Multicomponent Reactions for Integrating Multiple Functional Groups into an Antioxidant

Abstract A large number of convincing evidences has revealed the correlation of the pathogeny of diseases with the oxidative damages of DNA, protein, biomembrane, and other biological species, while supplementation of antioxidants is demonstrated to be a promising way to avoid, at least, rectify the unbalance redox status in vivo . Although many endeavors have focused on synthesis of antioxidants, a main hurdle still hinders the wide usages of synthetic antioxidants because of low bioavailability and potential cytotoxicity.

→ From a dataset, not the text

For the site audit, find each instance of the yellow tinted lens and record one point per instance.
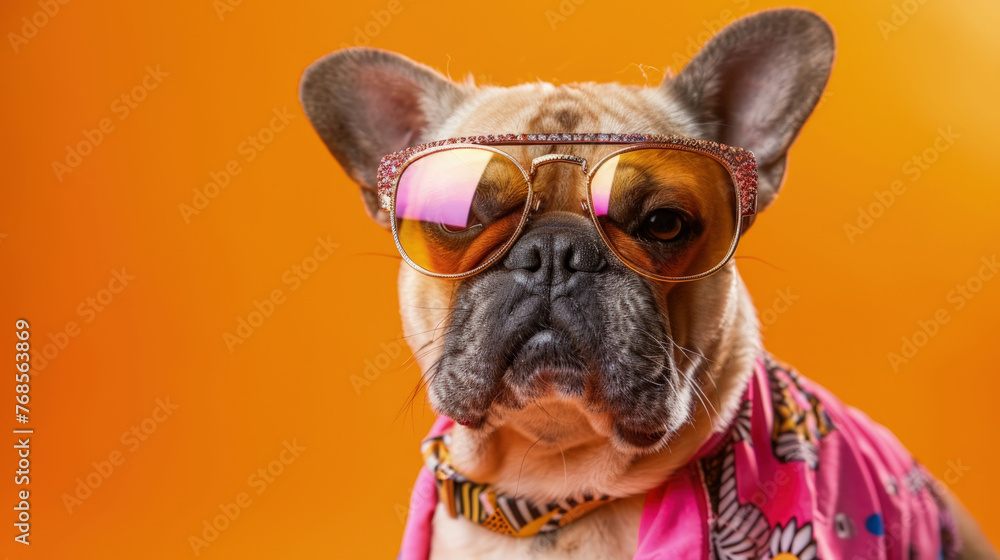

The search for antioxidants with multiple functional groups being recognized by different receptors becomes a much sought by researchers, and multicomponent reactions (MCRs) provide with powerful tools for the construction of multifunctional antioxidants. Presented herein is a personal account on the application of MCRs for the synthesis of multifunctional antioxidants, while radical‐induced oxidation of DNA acts as the experimental system for evaluating antioxidative effect. Concretely, the Biginelli three‐component reaction (3CR) affords such a dihydropyrimidine scaffold that the tautomerization between C=S and C−SH leads to antioxidative effect. The Povarov 3CR is able to integrate multiple antioxidative groups, i. e ., ferrocenyl and −N(CH 3 ) 2 , into a quinoline scaffold, while the Groebke 3CR provides with imidazo[1,2‐ a ]pyridine skeleton for inhibiting DNA oxidation. Additionally, the Knoevenagel‐related MCRs also become efficient strategies for achieving radical‐scavengers. On the other hand, the Ugi 4CR and Passerini 3CR result in the dipeptide and α‐acyloxycarboxamide, respectively, with the benefit for the integration of antioxidative features by aliphatic chains. Therefore, MCRs have emerged as efficient tools for integrating multiple antioxidative features into one molecule in order to meet with complicated requirements from various biological surroundings.